Dithering, patterns of pixels to create an optical illusion

Dithering is central for low-resolution

Dithering is how to reproduce continuous-tone photographs with few colours and low resolution, like a colourful sunset using only a handful of colours, or pure black and white. Dithering is the arrangement of pixels in patterns to fool the eye into seeing shades that the display, or printer, cannot actually produce. Viewed from reading distance, the brain averages nearby dots together and perceives a smooth gradient.

The basic approach "if the pixel is darker than 128, print a black dot; otherwise leave it blank" gives a harsh cut with no grey at all. That is what the None (Threshold) mode does. Dithering distributes the rounding error from each pixel to its neighbours, so the overall average brightness stays correct across the image.

The four algorithms differ in how they spread the error

Floyd-Steinberg

Smooth · organic · best tonal range

When a pixel is rounded (say a 90-brightness pixel becomes white), the error (90 − 255 = −165) is pushed to the right neighbour and the row below in fixed proportions (7⁄16, 3⁄16, 5⁄16, 1⁄16). Those neighbours "remember" they owe darkness and are more likely to become black. The result is organic, flowing dot patterns that follow image contours. Best overall quality.

Atkinson

Crisp · slightly light · great for portraits

Similar to Floyd-Steinberg but only propagates ¾ of the error, the remainder is discarded. Bright highlights stay very clean and white, but deep shadows can lose detail. Looks slightly lighter and crisper than Floyd-Steinberg. Developed at Apple for the original Macintosh.

Bayer 4×4

Regular crosshatch · retro grid look

No error diffusion. Each pixel is compared against a fixed 4×4 grid of threshold values that repeats across the whole image, producing a regular geometric dot pattern. A visible crosshatch texture that looks mechanical and "printed". The most authentically computer-era result; closest to what the C64 and early printers actually used.

None (Threshold)

Hard cut · no grey · high-contrast graphic

Pure cutoff.

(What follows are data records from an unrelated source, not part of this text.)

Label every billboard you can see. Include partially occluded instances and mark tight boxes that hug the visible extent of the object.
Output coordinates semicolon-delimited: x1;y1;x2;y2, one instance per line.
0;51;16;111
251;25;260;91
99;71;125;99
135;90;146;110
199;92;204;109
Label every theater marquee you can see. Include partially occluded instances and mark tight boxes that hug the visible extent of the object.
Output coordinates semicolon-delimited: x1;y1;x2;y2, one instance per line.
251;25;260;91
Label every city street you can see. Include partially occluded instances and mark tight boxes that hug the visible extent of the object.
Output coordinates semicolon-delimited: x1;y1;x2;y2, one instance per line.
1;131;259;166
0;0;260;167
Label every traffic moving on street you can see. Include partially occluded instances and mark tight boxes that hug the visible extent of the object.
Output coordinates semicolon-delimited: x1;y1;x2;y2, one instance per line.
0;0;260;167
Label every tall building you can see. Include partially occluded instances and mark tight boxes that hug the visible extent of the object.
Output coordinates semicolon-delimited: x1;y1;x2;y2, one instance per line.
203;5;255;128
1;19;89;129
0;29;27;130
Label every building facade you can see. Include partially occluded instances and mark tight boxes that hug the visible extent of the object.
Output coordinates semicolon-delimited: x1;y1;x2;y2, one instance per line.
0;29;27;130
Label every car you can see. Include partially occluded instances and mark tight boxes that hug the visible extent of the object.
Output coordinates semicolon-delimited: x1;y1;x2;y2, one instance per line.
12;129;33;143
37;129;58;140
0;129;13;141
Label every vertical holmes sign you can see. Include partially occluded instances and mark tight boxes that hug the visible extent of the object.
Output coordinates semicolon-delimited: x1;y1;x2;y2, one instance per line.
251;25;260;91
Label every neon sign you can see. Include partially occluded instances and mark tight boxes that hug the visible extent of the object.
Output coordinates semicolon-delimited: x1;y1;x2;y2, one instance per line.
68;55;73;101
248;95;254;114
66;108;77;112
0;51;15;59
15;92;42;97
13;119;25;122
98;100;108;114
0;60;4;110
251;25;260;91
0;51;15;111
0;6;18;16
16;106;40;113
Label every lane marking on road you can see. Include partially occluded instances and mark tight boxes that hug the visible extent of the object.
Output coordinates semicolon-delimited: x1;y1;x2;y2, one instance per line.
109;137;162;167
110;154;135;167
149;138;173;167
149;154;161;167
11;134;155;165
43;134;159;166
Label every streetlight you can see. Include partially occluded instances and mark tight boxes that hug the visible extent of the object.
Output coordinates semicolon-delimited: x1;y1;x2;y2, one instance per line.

Below the threshold value = black dot; above = nothing. Produces harsh, posterised output with no grey at all. Only useful for high-contrast graphic effects or when you want the maximum "stencil" look. In colour mode the same binary logic applies per ink channel.

In colour mode the same principle applies but per ink channel, pixels with low colour saturation receive fewer coloured dots, highly saturated pixels receive more, and the chosen dithering algorithm decides which individual pixels get a dot to hit the right average coverage.